Bild: Angeblich alles unter Kontrolle in Saporischschja (Bild von 2013)
BERLIN taz | Die Ukraine ist beim Störfall in einem Atomkraftwerk offenbar
glimpflich davongekommen. Bereits am vergangenen Freitag wurde nach Angaben
von deutschen und ukrainischen Behörden bei einem Zwischenfall im größten
Atomkraftwerk Europas, dem AKW Saporischschja am Dnjepr, der Reaktorblock 3
aus Sicherheitsgründen heruntergefahren. Bislang gebe es keinen Hinweis
darauf, dass Radioaktivität ausgetreten sei, hieß es von den Behörden.

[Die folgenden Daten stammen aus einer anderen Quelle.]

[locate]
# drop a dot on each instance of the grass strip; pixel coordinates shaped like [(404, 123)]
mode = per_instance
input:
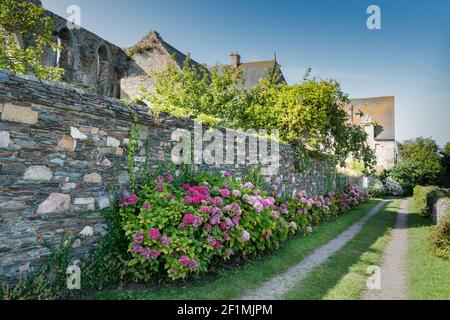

Alarmiert wurde die Öffentlichkeit durch eine Aussage des ukrainischen
Ministerpräsidenten Arseni Jazenjuk. Der hatte behauptet, [1][in
Saporischschja habe sich „ein Atomunfall“ ereignet]. Auf einer
Pressekonferenz am Mittwoch widersprach Energieminister Wolodimir
Demtschischin: „Es gibt keine Probleme mit den Reaktoren“, sagte er, von
der Anlage gehe keine Gefahr aus. Bis Freitag sollten die Probleme an Block
3 der Anlage behoben sein.
Der staatliche Stromkonzern Ukrenergo erklärte, die Anlage sei
heruntergefahren worden und im sicheren „kalten Zustand“. Das heißt, dass
die Kettenreaktion im Reaktor unterbrochen ist und im Reaktorkern selbst
auch keine große Hitze mehr entsteht, die zu einer gefährlichen Situation
führen könnte. „Radioaktive Folgen sind nicht nachweisbar“, hieß es in d…
Erklärung von Ukrenergo.
Das Problem sei im nichtnuklearen Teil der Anlage aufgetreten, erklärte die
deutsche Gesellschaft für Anlagen- und Reaktorsicherheit (GRS) auf Anfrage
der taz. An der Schnittstelle von Kraftwerk und Stromnetz habe es
Schwierigkeiten gegeben. Ein Kurzschluss und Brand hätten einen Generator
stillgelegt. Daraufhin sei die Turbine abgeschaltet worden, die den
Generator antreibt. Diese Abschaltung wiederum habe dazu geführt, dass der
Atomreaktor in Block 3 gemäß den Sicherheitsbestimmungen heruntergefahren
worden sei. Die GRS verfügt über Informationen aus erster Hand, weil sich
derzeit ein Mitarbeiter in der Aufsichtsbehörde in Kiew aufhält.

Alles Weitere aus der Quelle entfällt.